Monday, March 28, 2011

Maze Runner, something Wanda Ottewell told me and a little Courtney Milan for good measure

About two months ago Sinead handed me The Maze Runner and said it was an incredible lesson in introducing problems and pacing. Sinead has never steered me wrong so I dug in. And then put it down, for two months. The premise is incredible - a teenage boy is going up an elevator, he has no idea where he is or where he's going. He has no memory. He arrives to a small community of teenage boys who live in this glade set up in the middle of a maze that they are supposed to solve. There are terrible beasts out there that will sting you and kill you and are very scary. Amazing, right?

But I put the book down because the beginning is sooooo bogged down with this strange language with the boys use, and clumsy characterization, but what really bothered me is the hero had all these questions - as you would expect - and instead of answering them, or finding a reason for the other boys not to answer them, the author choose to have the characters say ridiculous things like "shut your mouth, you're not listening." Or the conversations got interrupted or something equally unsatisfying. Chapters of this.

Which reminded me of something Wanda Ottewell said about writing. If I am worried that a conversation between characters will somehow ruin the drama of my book - be it conflict or character or whatever - then as a smart writer I need to make sure they have the conversation and it creates MORE drama. Be it a big misunderstanding, or a secret or a world detail - whatever, you can only hold that conversation off for so long before the reader gets sick of it. So why not own the problem and create something unexpected.

Which made me think about Courtney Milan's newest book Unveiled. I'm three quarters of the way through this book which is basically a revenge/secret story. And at every turn Milan reverses my expectations. I'm a smart reader - I think I know what's going to happen and she honestly makes the opposite happen in a way I am not expecting at all.
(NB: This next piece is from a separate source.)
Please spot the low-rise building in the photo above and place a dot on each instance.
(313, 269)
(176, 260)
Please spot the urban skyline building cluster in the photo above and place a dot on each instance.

It's pretty damn great and easily her best book yet.

Maze Runner gets really good once the question answering doesn't matter. The pace absolutely sings, surprises at every turn and the world is very compelling. So, once again Sinead is right. So, two good books...I'm on a reading roll.

4 comments:

Stephanie Doyle said...

I'm on a huge reading roll... I also just finished Unveiled and it was my favorite of Milan's to date. And I've really liked all of her books.

I really love what she does with this hero. I liked him. Me and this guy would get a long... and sometimes (crazily enough) that's not always the case with heros I'm turned on by.

And I know what you mean about having the conversation. She does make you wait for it, but the twist of how it works out was very real to me.

Great book.

Eileen said...

What to reveal and when to reveal it. It makes my head spin some times. I love the idea of having the reveal create more questions.

Maureen McGowan said...

Great post, Molly. I need to read both of those books...

Anonymous said...

And now you have to add Incarceron to the list of TBR, it's really compelling.

And I want to get my hands on that Milan book, as soon as I'm done this WIP. I need incentive.